The report identifies three main groups.
Firstly, there are refugees, or people forced to leave their country because of conflict, war or persecution. In 2018, the number of refugees reached 25.9 million worldwide, 500,000 more than in 2017. Included in this total are 5.5 million Palestine refugees.
The second group is 3.5 million asylum seekers. These are people outside their country of birth who are under international protection, but are yet to be granted refugee status.
Thirdly, there are internally displaced persons, or IDPs. These people are displaced within their country and amount to 41.3 million globally.
More than two thirds of all refugees worldwide came from Syria, Afghanistan, South Sudan, Myanmar and Somalia.
Syria had a considerably higher number than any other country with 6.7 million, followed by Afghanistan with 2.7 million.
Only 92,400 refugees were resettled in 2018, fewer than 7% of those awaiting resettlement.
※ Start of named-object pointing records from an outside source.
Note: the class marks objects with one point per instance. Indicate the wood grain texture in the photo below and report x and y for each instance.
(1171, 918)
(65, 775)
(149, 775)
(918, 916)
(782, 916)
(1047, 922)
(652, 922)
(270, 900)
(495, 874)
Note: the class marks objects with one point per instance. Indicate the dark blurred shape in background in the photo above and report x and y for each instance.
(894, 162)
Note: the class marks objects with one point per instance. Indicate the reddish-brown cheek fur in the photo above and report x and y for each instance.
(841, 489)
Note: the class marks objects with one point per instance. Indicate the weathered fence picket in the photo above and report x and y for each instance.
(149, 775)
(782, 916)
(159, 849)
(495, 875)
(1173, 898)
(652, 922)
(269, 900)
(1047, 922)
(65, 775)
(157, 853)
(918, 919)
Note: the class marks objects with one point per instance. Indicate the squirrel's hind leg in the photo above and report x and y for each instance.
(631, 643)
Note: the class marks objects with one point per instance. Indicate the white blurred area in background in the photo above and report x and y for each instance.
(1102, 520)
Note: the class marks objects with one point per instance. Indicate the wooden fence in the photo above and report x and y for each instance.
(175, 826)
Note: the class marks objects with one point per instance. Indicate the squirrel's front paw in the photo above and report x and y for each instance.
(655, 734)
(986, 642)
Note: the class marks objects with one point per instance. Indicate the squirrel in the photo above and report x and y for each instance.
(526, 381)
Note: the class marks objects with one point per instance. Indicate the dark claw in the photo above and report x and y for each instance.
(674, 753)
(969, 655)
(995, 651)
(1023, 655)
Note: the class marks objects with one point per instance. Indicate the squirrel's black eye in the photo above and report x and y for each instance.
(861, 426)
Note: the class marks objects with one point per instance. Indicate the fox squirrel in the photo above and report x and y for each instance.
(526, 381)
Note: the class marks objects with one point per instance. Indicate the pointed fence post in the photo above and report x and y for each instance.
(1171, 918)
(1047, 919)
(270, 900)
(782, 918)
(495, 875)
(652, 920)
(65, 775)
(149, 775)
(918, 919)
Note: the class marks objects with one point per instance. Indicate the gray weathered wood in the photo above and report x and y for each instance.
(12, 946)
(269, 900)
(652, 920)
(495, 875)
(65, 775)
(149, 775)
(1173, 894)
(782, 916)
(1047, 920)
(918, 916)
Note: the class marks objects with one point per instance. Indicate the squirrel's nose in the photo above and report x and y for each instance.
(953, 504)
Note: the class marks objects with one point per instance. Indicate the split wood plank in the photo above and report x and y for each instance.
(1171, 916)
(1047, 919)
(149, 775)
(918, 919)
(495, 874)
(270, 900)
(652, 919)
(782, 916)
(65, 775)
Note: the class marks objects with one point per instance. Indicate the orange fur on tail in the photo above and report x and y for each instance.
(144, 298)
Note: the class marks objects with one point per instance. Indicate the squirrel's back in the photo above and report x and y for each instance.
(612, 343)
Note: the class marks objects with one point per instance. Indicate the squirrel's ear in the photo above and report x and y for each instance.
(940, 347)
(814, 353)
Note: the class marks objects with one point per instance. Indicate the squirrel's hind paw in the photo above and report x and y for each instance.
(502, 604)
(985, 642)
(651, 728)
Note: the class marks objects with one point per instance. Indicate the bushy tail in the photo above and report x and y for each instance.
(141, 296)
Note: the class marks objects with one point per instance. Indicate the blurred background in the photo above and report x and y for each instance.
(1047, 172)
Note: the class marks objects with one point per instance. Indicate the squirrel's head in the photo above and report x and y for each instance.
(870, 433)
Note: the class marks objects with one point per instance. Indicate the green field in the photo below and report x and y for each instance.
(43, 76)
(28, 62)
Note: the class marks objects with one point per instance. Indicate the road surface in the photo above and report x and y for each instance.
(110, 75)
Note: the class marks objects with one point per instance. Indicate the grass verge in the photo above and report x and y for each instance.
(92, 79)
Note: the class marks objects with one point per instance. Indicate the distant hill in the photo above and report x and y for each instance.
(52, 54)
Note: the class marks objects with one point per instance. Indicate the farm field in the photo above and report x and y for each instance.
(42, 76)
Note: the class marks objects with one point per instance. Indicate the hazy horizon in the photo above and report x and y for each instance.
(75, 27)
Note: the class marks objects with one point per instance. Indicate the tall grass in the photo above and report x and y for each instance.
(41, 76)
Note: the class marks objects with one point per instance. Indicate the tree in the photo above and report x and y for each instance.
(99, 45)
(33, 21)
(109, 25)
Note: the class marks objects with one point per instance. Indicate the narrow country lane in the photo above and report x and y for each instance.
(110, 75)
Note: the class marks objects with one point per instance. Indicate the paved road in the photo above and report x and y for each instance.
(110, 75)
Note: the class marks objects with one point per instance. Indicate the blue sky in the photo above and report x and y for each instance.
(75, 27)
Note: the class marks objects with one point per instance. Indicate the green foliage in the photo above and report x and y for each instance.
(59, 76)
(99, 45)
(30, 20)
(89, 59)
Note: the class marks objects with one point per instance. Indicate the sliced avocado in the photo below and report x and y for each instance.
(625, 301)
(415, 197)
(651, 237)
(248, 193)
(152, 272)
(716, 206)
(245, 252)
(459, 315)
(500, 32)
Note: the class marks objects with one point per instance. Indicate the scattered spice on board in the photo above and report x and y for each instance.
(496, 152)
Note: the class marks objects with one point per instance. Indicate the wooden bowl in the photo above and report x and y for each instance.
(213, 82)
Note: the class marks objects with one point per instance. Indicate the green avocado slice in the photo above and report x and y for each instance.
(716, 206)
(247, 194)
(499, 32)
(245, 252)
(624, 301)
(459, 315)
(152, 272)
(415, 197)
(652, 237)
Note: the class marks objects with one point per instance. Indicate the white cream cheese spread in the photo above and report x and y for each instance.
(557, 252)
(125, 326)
The global population of forcibly displaced people has grown substantially from 43.3 million in 2009. Most of this increase was between 2012 and 2015 as a result of the Syrian conflict.
However, other conflicts have cropped up and continued across the globe, for example, in Iraq and Yemen in the Middle East, as well as parts of sub-Saharan Africa such as the Democratic Republic of the Congo and South Sudan.
The massive flow of Rohingya refugees to Bangladesh at the end of 2017 after they were driven out of Myanmar’s Rakhine state during military crackdowns was another major crisis.
At more than 1.5 million, Ethiopians were the largest newly displaced population in 2018, 98% of them internally, more than doubling the previous number.
These were mainly attributed to inter-communal violence throughout 2018, with communities living along disputed boundaries most affected.